So you want to load a file?
A guide for reading Excel, CSV, XML and JSON in a batch process.
1 - File -> dataset
The first step is to abstract away the file format. This abstract view of files is what we call a “dataset”. You want a system that produces a flat structure. If you get a CSV as input this transformation is almost non-existant: you just have to abstract away the specific delimiter used, quotation marks and other details. Other file formats can be more complex, here are some examples:
- a zip file with CSVs in it produces one dataset per CSV
- an Excel file produces one dataset per sheet
- structured data like XML and JSON is flattened so that you remove all the nesting
For CSVs you have to try to figure out what the delimiter is. The C in CSV is for “comma”, but that’s not what customers actually have all the time. Popular alternatives include semicolon, tab, and colon.
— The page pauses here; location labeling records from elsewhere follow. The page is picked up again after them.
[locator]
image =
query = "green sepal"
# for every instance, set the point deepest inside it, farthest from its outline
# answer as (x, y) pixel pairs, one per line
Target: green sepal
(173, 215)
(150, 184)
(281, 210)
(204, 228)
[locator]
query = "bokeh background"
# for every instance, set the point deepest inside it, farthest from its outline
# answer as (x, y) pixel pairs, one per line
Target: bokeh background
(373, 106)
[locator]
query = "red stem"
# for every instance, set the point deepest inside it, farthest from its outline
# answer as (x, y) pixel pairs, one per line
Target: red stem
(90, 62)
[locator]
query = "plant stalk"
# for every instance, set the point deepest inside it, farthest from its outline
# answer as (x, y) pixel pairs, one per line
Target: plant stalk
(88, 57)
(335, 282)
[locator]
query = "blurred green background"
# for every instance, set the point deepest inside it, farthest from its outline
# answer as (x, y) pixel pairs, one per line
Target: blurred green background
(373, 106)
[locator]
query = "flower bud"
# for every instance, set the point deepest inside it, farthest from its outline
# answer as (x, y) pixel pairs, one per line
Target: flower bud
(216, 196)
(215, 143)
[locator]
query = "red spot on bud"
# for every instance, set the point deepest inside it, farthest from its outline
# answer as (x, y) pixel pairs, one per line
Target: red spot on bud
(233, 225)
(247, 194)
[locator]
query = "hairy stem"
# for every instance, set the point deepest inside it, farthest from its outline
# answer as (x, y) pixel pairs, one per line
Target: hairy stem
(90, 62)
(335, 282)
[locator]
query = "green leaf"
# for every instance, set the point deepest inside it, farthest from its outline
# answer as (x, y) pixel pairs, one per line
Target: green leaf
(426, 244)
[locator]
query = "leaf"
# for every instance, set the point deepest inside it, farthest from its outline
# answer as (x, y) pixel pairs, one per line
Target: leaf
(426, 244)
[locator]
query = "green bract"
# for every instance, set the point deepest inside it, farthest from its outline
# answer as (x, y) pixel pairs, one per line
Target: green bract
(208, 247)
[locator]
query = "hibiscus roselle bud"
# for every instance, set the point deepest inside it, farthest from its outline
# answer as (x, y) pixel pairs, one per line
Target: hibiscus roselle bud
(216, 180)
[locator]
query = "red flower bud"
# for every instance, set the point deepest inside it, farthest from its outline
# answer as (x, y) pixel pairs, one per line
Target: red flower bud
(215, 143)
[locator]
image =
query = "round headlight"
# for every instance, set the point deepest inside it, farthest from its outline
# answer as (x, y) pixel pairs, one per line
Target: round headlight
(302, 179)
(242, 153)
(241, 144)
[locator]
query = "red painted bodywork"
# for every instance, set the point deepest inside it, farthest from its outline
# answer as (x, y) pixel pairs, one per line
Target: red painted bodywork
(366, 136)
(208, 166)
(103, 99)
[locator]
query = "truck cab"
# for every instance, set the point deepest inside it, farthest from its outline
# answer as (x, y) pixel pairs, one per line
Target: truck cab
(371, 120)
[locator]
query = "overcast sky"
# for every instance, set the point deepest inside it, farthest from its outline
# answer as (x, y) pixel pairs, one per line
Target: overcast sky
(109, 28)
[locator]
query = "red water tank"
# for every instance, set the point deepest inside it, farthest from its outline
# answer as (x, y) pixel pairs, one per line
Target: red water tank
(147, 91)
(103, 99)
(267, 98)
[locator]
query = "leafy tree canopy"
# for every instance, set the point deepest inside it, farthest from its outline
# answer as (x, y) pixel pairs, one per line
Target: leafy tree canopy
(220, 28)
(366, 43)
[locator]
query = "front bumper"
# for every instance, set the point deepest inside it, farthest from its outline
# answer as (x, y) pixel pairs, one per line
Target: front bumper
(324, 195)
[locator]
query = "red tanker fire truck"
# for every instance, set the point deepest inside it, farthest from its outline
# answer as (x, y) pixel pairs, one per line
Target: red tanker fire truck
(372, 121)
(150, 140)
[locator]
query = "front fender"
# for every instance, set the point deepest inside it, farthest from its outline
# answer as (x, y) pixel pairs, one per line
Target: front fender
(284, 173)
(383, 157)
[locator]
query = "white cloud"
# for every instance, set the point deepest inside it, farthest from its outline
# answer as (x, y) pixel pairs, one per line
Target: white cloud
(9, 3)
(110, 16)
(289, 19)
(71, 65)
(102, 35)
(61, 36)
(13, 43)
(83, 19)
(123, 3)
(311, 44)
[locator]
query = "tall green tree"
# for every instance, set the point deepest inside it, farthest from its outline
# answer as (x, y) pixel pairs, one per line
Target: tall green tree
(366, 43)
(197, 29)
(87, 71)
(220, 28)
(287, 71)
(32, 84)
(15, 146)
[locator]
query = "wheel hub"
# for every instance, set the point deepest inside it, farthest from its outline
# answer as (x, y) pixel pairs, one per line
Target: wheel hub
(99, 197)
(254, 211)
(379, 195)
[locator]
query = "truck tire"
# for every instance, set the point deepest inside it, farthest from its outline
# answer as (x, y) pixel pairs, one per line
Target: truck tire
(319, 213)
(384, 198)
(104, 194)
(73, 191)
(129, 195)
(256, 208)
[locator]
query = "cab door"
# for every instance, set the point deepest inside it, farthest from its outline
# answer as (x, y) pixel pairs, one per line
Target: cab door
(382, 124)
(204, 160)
You’ll get very far with just these.
The algorithm we use to find the delimiter is:
- First grab the first 60 lines and count how many of each of these delimiter characters we have on each line (we needed to go fast so we didn’t bother parsing quotation correctly, it didn’t matter in practice)
- Now grab the delimiter that is most stable across these rows. Zero and one doesn’t count, you don’t want to end up with a delimiter that means the entire file always have one column! You don’t want to guess a delimiter where you end up with 12 columns on one row and 34 on another, you are aiming for one where it’s always the same number of columns.
2 - Find header
We have a very simple heuristic for this:
- Look only at the first 80 rows.
- For each row calculate a “header-like” score:
- Each cell that is non-empty and does not start with plus, minus or a number gives one point.
- If no row has a score above 0 then we didn’t find a row.
- The header is the line with the highest score, take the first one if multiple rows have the same score.
3 - Normalize header
For each cell in the header, normalize it:
cell = re.sub(r'[-:;/\\,. \(\)#\[\]{}\$\^\n\r\xa0*><&!"\'+=%]', '_', cell)
cell = re.sub('__+', '_', cell)
cell = cell.strip('_')
cell = cell.upper()
cell = cell or 'BLANK'
You might get away with being more aggressive than this, but you might also lose some important data if you’re too aggressive. This code has worked for us for many years and it’s been through some difficult times.
4 - Unique-ify headers
We have a lot of cases where we end up with multiple columns with the same name, especially “BLANK” (from the normalization step above), so we make sure we make all these unique by appending an underscore and number, so
BLANK, BLANK, BLANK
becomes
BLANK, BLANK_2, BLANK_3
There is an obvious limitation to this approach in that if they reorder columns with non-unique headers we can’t detect that, but we’ve found in practice that this hasn’t been a problem.
5 - Rule sets
From this point forward you might need one set of rules per customer, or even multiple rule sets per customer depending on how the data looks. In our product we have heavily optimized code to match the header row against requirements in the rule set to know which rule sets are applicable for a specific dataset. We don’t allow more than one rule set to match at a time, but that might be different for your application.
This matching has to be very fast. The reason is that we have many active rule sets per customer and we need to give feedback quickly to our internal users regarding which rule sets will apply. We show an error if more than one matches, and a warning of no rule set matches.
6 - Map customer headers to your headers
You must have a canonical set of headers that are valid for your system. Step one of the mapping is to map the customers normalized headers to your internal headers.
7 - Map customer data
This is the messiest part. We do some smart things like autodetect date formats by looking at the data, but ultimately this step largely depends on humans looking at the data and applying simple transformation rules to get to your own internal canonical data format. Scaling this step is largely dependent on how effectively you can reuse the mapping between dataset and customer. Or in other words: if the data is similar the same mappings could work for multiple datasets, thereby reducing the amount of work required on each dataset.